Il la cite à nouveau: «Etre seule dans un lieu dont je ne pourrais pas sortir, où personne ne pourrait entrer. Sans doute est-ce un fantasme de romancier. Nous faisons tous des rêves de cloître, de chambre à soi où nous serions à la fois les captifs et les geôliers». Et Almodovar de répondre: «cette pensée me terrifie. Peut-être car je ne suis pas romancier ou simplement car je souffre d’une forme extrême de claustrophobie. Le livre est absolument fascinant et je l’ai lu d’une traite. Toutes les pages sont soulignées, mais je ne suis pas d’accord avec nombre des idées exprimées. Et ce constat suscite chez moi un plaisir étrange».
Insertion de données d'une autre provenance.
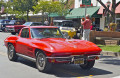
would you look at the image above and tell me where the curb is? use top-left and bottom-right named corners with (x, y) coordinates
top-left (101, 51), bottom-right (120, 57)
Puis, le cinéaste espagnol s’interroge, lui l’homme profondément athée, sur le fait de devoir accepter son sort, qu’il soit bon ou mauvais, comme l’avance Leila Slimani en prenant pour exemple les musulmans pour qui la vie sur terre n’est que vanité.

«Ce sont des mots durs pour un athée comme moi. Je n’accepte pas, comme elle le dit, que la présence de l’homme dans ce monde soit éphémère et qu’il ne faille pas s’y accrocher. Le caractère éphémère de notre existence est indiscutable, mais la seule chose à faire est de s’y accrocher. D’instinct, on cherche une raison et une explication, nous sommes des êtres pensants» écrit-il, se reconnaissant dans l’affirmation de Slimani selon laquelle les hommes peinent à accepter la cruauté du destin.

«Là, je crois qu’elle parle de moi», dit-il avant de confier, admiratif, «j’aime les écrivains qui parlent d’écriture et citent constamment les propos d’autres écrivains; le livre de Slimani en est empli».